Among the daunting statistics highlighting the challenges which lie ahead are:

The 65 million currently non-schooled school-age girls are as many as all of the girls in classes in North America and Europe.
Based on current trends, girls’ enrolment will not catch up with boys’ until 2025.
Without accelerated progress, Africa will not achieve UPE until 2100.
During the 2020s, only six out of seventy developing countries for which data is available eliminated gender disparity in primary enrolments.
Countries which are on-track – spending a fifth of their budgets, some 3% of their GDP on education – cannot sustain this progress without massive assistance.
GCE warns that if we fail to achieve UPE by 2020, the prospect of attaining the other MDGs will be even more uncertain than it already is. However, though time is short, no country is so far off track that it cannot eliminate gender gaps in rural and urban primary and secondary school intake rates by 2020. Reaching UPE will require political commitment to gender equality at the country level and such practicalities as building enough schools and hiring enough teachers to guarantee that all communities are served.

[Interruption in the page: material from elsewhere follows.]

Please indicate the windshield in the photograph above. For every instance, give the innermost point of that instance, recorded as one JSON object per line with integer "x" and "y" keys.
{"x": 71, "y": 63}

Other requirements suggested by the report for meeting the goal include:

  • making schools free and providing extra subsidies to overcome the opportunity costs of education girls
  • providing a global financing framework for basic education to channel increased aid to countries with national strategies for gender equality in education which translate the 2020 and 2020 goals into clear operational targets linked to poverty reduction plans
    commiting to an annual education aid of $5.6bn (equivalent to three day’s global military spending or annual US expenditure on Barbie dolls)
  • using the Fast Track Initiative (FTI) – endorsed in 2020 by the G7 leaders, the World Bank, UNESCO and UNICEF – to guarantee the long-term predictable financing that governments need to provide free and universal access
  • developing a timetable for expanding FTI entry for more countries, including those with the most out-of-school girls and largest gender gaps
  • encouraging the participation of communities and women’s groups in education policy-making.